Newsletter

Dreaming in Infinite Rooms

Finding relationships between data points is sometimes achieved through poetry.

Eryk Salvaggio

18 Jul 2021 — 11 min read

The cover of Fred D’Agnazio and Allen Wold’s “The Science of Artificial Intelligence,” 1984, via the Internet Archive.

“A man taken out of his room and, without preparation or transition, placed on the heights of a great mountain range, would feel something like an unequalled insecurity, an abandonment to the nameless that would almost annihilate him. He would feel he was falling, or think he was being catapulted out into space, or exploded into a thousand pieces. What a colossal lie his brain would have to invent in order to catch up with and explain the situation of his senses.” — Rainer Maria Rilke, Letters to a Young Poet

At an AI conference some years back, Facebook presented a 3D model of a suburban home it had rendered in 4K clarity. The team had gone into a home in the Palo Alto suburbs and captured it all with immersive cameras.

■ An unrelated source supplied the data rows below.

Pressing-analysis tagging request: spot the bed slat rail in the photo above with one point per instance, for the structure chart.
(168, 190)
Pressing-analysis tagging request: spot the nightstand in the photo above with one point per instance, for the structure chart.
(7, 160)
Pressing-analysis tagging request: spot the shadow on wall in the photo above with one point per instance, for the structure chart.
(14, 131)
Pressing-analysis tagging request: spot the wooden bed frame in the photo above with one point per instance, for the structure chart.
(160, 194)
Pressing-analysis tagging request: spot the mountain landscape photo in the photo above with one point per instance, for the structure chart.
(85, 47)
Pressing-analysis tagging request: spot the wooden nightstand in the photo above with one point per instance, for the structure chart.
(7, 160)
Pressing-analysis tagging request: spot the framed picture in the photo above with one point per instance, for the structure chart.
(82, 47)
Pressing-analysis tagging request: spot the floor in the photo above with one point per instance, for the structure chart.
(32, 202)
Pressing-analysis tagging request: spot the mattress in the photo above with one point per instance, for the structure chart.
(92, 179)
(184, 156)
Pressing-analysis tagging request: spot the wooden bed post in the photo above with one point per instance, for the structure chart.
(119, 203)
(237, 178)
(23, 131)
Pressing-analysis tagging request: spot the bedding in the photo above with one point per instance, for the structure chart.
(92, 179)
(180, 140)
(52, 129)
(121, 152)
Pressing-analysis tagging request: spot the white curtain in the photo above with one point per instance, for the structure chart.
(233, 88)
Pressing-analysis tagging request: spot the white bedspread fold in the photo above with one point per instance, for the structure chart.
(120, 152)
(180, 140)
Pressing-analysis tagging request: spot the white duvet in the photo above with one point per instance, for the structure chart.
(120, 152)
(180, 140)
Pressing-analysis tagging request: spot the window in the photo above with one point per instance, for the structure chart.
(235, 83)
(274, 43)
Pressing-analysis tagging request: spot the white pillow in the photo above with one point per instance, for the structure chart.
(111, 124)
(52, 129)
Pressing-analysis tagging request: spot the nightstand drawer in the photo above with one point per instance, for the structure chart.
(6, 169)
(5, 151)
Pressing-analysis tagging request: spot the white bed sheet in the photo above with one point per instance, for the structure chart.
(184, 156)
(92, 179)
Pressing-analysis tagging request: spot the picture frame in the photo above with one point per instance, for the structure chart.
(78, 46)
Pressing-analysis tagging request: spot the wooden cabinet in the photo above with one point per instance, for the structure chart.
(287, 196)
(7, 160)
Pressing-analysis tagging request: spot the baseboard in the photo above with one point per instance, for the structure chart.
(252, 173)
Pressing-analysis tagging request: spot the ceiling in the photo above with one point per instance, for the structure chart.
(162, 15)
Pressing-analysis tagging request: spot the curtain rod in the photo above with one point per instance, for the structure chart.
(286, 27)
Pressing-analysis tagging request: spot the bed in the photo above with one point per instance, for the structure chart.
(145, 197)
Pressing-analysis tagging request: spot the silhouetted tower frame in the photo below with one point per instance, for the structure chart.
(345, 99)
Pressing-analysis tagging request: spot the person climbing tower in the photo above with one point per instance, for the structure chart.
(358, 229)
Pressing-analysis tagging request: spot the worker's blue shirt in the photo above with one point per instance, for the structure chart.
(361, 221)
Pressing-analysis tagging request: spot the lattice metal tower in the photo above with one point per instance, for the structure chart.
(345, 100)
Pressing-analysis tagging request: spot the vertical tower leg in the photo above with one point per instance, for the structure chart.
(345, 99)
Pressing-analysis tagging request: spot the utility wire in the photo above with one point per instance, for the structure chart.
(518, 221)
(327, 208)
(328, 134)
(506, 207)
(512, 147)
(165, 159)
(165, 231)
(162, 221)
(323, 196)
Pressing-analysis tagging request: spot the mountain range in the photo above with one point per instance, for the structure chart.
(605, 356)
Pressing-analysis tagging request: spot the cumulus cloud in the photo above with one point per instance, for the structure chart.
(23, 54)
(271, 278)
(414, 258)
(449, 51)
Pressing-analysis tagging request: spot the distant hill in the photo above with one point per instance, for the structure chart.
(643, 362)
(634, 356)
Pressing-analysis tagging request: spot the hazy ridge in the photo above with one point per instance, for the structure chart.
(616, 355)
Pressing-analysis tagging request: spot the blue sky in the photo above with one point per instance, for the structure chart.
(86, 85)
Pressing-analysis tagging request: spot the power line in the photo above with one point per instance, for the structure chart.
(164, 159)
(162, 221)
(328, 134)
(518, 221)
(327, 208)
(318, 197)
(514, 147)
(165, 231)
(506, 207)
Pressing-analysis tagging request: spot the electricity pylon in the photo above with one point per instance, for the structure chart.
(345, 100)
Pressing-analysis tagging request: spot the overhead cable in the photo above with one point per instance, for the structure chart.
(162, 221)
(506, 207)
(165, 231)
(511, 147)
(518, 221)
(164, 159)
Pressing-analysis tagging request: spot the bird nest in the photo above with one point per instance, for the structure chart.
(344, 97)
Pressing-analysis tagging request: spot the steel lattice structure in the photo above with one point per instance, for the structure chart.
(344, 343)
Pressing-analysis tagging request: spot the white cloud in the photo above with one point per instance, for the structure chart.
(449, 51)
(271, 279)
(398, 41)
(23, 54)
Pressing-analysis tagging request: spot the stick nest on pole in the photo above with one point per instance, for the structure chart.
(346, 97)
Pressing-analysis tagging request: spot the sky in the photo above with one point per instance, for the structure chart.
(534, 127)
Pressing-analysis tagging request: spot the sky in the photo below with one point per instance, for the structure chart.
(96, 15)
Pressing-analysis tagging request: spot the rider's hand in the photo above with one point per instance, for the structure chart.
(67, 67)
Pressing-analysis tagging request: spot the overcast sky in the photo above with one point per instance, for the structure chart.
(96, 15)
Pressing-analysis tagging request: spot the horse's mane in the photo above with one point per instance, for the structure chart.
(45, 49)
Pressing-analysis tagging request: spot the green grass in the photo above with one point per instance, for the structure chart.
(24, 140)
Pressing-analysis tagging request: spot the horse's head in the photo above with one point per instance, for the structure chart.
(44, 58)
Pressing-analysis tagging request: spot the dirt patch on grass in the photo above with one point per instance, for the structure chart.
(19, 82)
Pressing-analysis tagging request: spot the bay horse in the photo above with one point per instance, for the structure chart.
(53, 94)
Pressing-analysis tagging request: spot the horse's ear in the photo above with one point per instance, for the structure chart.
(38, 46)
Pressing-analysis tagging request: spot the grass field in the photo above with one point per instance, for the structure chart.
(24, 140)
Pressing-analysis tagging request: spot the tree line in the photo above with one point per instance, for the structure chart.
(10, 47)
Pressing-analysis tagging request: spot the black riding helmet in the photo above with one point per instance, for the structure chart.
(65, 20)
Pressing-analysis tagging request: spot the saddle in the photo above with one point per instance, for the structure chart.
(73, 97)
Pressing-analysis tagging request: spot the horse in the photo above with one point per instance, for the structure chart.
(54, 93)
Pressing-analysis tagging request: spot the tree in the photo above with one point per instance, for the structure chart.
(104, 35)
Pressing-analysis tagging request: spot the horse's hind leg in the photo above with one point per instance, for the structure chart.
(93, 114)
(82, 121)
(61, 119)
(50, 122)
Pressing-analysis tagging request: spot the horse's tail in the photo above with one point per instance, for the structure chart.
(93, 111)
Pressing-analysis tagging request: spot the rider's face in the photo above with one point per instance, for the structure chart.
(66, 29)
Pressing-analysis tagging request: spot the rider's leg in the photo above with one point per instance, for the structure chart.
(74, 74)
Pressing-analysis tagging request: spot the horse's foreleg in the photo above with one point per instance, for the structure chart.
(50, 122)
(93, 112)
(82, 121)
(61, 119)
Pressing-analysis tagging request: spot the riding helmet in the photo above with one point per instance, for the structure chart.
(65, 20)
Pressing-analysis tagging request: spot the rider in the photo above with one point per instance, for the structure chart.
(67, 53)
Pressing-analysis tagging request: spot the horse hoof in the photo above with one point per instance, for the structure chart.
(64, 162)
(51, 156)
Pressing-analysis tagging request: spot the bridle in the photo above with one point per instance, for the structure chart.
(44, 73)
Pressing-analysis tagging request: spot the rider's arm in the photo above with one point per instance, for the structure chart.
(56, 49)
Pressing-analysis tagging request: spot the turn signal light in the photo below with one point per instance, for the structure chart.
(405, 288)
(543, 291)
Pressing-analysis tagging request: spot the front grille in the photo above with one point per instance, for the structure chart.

We could see their model of the house projected on a screen behind the speaker. In the model, the house went on forever, he explained, and the screen took us room to room. Meanwhile, another system was producing random arrangements of furniture and objects. In one room, a lamp to the left, in another, a lamp to the right.

They were trying to teach a robot how to wander. The house had become images, and those images became a virtual space. A robot, as a physical embodied entity, doesn't actually need to wander around to learn how to stroll. Because a robot is only reacting to digital information gathered by a camera. So, you train a navigation model how to respond to the model of the infinite living room in Palo Alto.

All learning the robot was doing was completely outside of its physical "body." Because there was no robot, there was no real movement either. And there was no real space. Only images.

Facebook’s recreation of a house in Palo Alto, captured for training robots to navigate spaces.

The researcher began to move through the house as fast as the system could handle. It generated new arrangements of furniture and viable paths around them. The model sped up until repetitions and variations of the house flashed in front of our eyes. By speeding up the model, they could zip through thousands of miles of one Palo Alto home’s living room and kitchen in a few hours. Removing the robot's body, and its slow embodied-robot speeds, meant they could practice object detection across the span of a couple thousand Earths.

It is moving through a dream world of infinite houses, the story it told itself through the data we gave it. This works because that is exactly what the robot is doing in real space, when that learning it put into its "body." It does not see anything but information, so it can train on nothing but information.

Simplifying the infinite living room allows for much faster training, because machines don’t need to understand what something is in order to understand how to respond.

But that information all comes from a suburban home in Palo Alto. (It has since diversified). You still can't ask the system what the images are, or why it can move through some spaces but not others. When deployed, the system takes the knowledge it has and tries to understand the world through that knowledge. But the “learned” world is just a metaphor, and the machine is navigating gaps between the metaphor and the world.

We imagine this process differently, and we tell another story about what it is doing, one that takes the task at face value. I think it’s crucial for those stories to be understood as part of every cyber-physical system: in a lot of ways, it is the most dangerous part of them.

We’ve been here before. Early AI research — we're talking the 1960s — focused on getting machines to pick up and move toy blocks around. In the 1980's, MIT researcher Richard Brooks described this "block world" as solving lots of AI problems. Blocks were solid, and space was not, and so you had this neat binary.

By Ksloniewski - Own work, CC BY-SA 4.0, https://commons.wikimedia.org/w/index.php?curid=46849623

For humans, blocks could represent anything. In theory, if your robot could move a block, that learning could scale. You could extrapolate it out to moving anything, from putting silverware away to taking shipping containers off of boats. It’s no different from the way a child uses blocks: the same block is a building, a car, a dinosaur, depending on what the imagination demands for the moment.

Soon, Brooks writes, the block model of the world for AI was dismissed as a “toy world.” Yes, it had created systems that moved blocks. But that turned out to be pretty irrelevant to moving silverware or shipping containers. Brooks illustrated the problem this way:

"A person sitting on a chair in a room is hungry and can see a banana hanging from the ceiling just out of reach. Such problems are never posed to AI systems by showing them a photo of the scene. A person (even a young child) can make the right interpretation of the photo and suggest a plan of action. For AI planning systems however, the experimenter is required to abstract away most of the details to form a simple description in terms of atomic concepts such as PERSON, CHAIR and BANANAS. ... Thus, because we still perform all the abstractions for our programs, most AI work is still done in the blocks world. Now the blocks have slightly different shapes and colors, but their underlying semantics have not changed greatly."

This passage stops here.